Figure 3.3: Pixel Representation
3.4 Resolution
Figure 3.4: Picture Resolution in Different Sizes
Computer memory included the pixels, although the regions of finite area are the place where they are derived from, they can be considered as Mathematical points having no physical extent. While showing, the space lying between the points must be filled in. Normally it occurs as result of the finite spot size of a Cathode-ray tube (CRT). The CRT spot which has a brightness profile is Gaussian in some extent and the spots can be resolved on the display, it depends on the system quality. The display system of the resolution; 72 spots per inch (28.3 spots per cm) are to be obtained straightforwardly. The number further corresponds to the standard printing conventions. In case printing is not taken into consideration, higher resolution of about 30 spots per cm are attainable.
• Noise
Noise is any disturbing and unwanted signal that comes along with the desired content and consequently interferes in the process of transmission that takes place between the sender and the receiver. Images gathered and obtained on cameras and other modern sensors may contain this unwanted signal through noise sources. Noise is random in nature as it can be treated as opposite to deterministic distortions such as shading or lack of focus.
3.5 Image Formats
• GIF
The Graphics Interchange Format (.GIF) uses a color indexing format alike to that optionally provided by BMPs. A being GIF is competent of representing near 256 individual colors, so adaptation to this format will need a loss of information if the novel image contains additional colors than that. The data is added compacted with lossless LZW encoding.
• PNG
The Portable Network Graphics format (.PNG) was at first industrialized as an different to GIF, owing to bald-faced issues which have since expired. PNG has become fairly dissimilar from GIF, however, and have mostly displaced it for handling. PNG’s main facial appearances are clearness and a lossless firmness scheme that works fine on authentic images.
• JPEG
The Joint Photographic Experts Group came up with the now ever-present JPG/.JPEG standard. The most significant item to be responsive of about JPEG is that it is a lossy compression format. It wires a number of levels of firmness, with growing levels of information loss that result in artifact every so often known as the jaggiest.

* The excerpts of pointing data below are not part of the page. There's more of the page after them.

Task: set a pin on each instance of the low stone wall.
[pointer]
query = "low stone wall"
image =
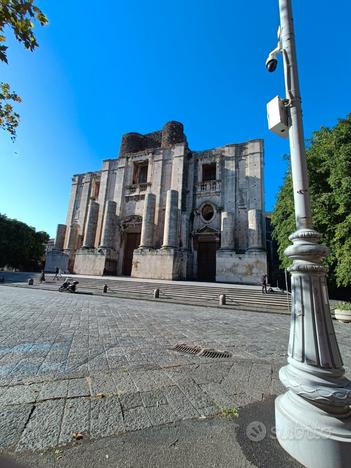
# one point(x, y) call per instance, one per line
point(95, 262)
point(167, 264)
point(56, 259)
point(246, 268)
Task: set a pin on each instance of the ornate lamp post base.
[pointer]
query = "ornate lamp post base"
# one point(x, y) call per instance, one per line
point(313, 436)
point(313, 418)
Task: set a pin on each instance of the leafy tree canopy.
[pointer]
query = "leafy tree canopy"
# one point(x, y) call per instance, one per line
point(18, 16)
point(329, 166)
point(20, 245)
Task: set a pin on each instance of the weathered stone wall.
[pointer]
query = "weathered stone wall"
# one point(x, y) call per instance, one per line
point(168, 264)
point(56, 259)
point(94, 262)
point(246, 268)
point(235, 195)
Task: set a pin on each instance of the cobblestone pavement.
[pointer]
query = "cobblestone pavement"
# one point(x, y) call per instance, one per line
point(104, 366)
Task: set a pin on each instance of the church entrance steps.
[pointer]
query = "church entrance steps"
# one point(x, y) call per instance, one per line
point(238, 297)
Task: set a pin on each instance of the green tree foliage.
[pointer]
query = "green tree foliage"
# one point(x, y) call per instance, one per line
point(18, 16)
point(20, 245)
point(329, 166)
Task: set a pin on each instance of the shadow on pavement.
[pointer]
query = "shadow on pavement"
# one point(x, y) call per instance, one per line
point(257, 439)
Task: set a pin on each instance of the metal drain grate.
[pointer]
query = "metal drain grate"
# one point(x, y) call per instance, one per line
point(198, 351)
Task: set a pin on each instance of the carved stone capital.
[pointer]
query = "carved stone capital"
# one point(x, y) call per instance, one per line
point(333, 391)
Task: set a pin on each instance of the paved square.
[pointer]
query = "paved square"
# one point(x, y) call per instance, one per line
point(104, 366)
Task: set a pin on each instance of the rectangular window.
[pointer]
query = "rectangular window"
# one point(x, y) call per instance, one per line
point(140, 173)
point(208, 172)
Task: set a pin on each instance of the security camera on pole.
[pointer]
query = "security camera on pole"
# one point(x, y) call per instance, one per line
point(313, 418)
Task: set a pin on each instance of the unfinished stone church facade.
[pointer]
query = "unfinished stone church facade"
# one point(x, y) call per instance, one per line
point(163, 211)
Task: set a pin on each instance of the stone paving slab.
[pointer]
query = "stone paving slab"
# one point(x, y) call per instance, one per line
point(105, 367)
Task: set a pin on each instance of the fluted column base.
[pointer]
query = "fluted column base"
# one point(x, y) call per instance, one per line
point(313, 436)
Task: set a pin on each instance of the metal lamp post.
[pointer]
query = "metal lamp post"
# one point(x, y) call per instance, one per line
point(313, 418)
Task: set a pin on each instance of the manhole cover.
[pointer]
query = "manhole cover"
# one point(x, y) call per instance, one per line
point(198, 351)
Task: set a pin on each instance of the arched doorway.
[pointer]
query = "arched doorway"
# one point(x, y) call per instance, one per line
point(207, 243)
point(131, 228)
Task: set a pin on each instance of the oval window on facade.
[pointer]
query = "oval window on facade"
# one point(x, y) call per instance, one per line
point(207, 212)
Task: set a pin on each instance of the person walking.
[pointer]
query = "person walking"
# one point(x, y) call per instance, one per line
point(42, 277)
point(264, 284)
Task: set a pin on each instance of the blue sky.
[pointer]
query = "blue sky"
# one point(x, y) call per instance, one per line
point(114, 66)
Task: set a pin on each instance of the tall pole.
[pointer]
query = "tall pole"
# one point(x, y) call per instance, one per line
point(313, 418)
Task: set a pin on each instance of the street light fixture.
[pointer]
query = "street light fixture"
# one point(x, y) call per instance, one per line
point(313, 418)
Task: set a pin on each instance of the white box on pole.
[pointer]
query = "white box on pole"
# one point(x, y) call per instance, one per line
point(277, 116)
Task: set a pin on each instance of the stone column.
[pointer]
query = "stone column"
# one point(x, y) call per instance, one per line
point(170, 236)
point(60, 236)
point(73, 237)
point(227, 231)
point(255, 230)
point(109, 225)
point(147, 228)
point(90, 228)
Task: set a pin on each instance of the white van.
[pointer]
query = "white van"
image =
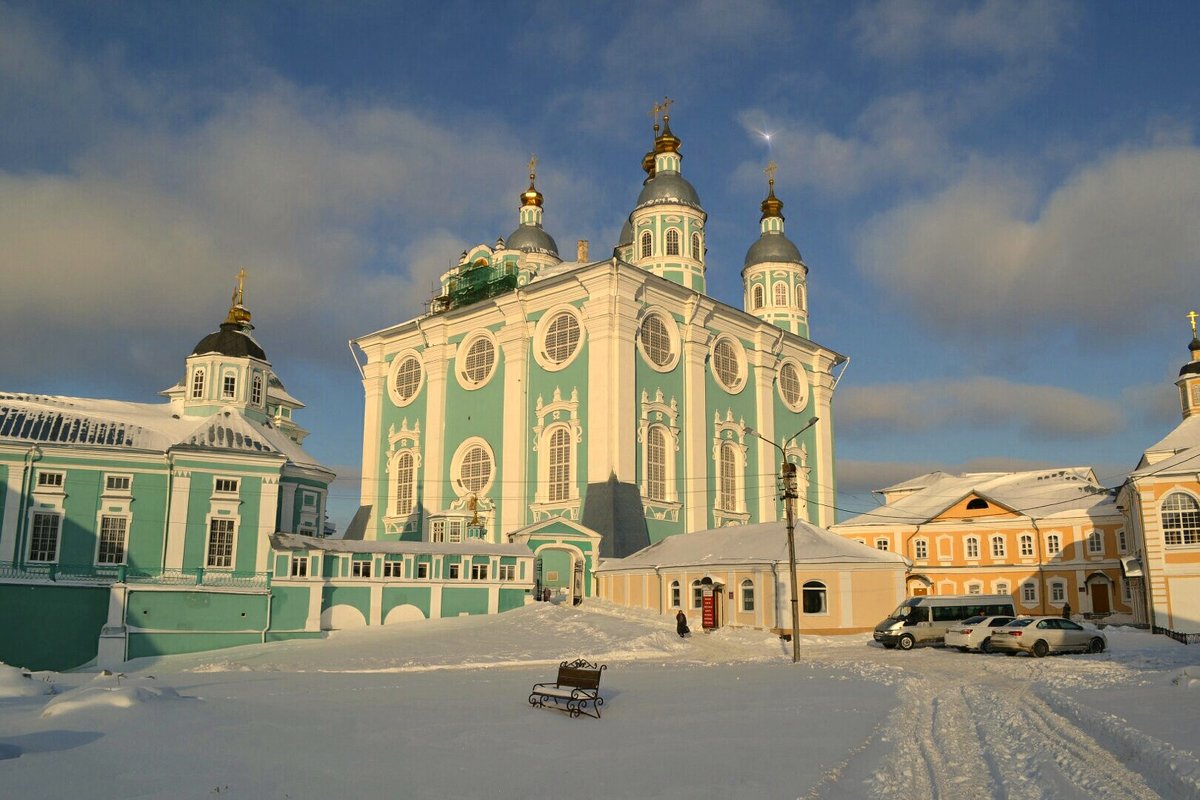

3.6 Image Processing Steps
The following steps are followed in image processing.
• Image acquisition: This technique is used acquire an image which is digital.
• Image pre-processing: This step is to improve the image in ways that increases the probability for success of the other processes.
• Image segmentation: The process by which division of the input image into its constituent parts or items takes place.
• Image representation: This technique is used to make the image suitable for further processing.
• Image description: This technique takes out all the important information or features so as to differentiate single type items from one or more.
• Image recognition: This technique assigns some special tag to an item. This tag is assigned on the basis of the information provided by its descriptors.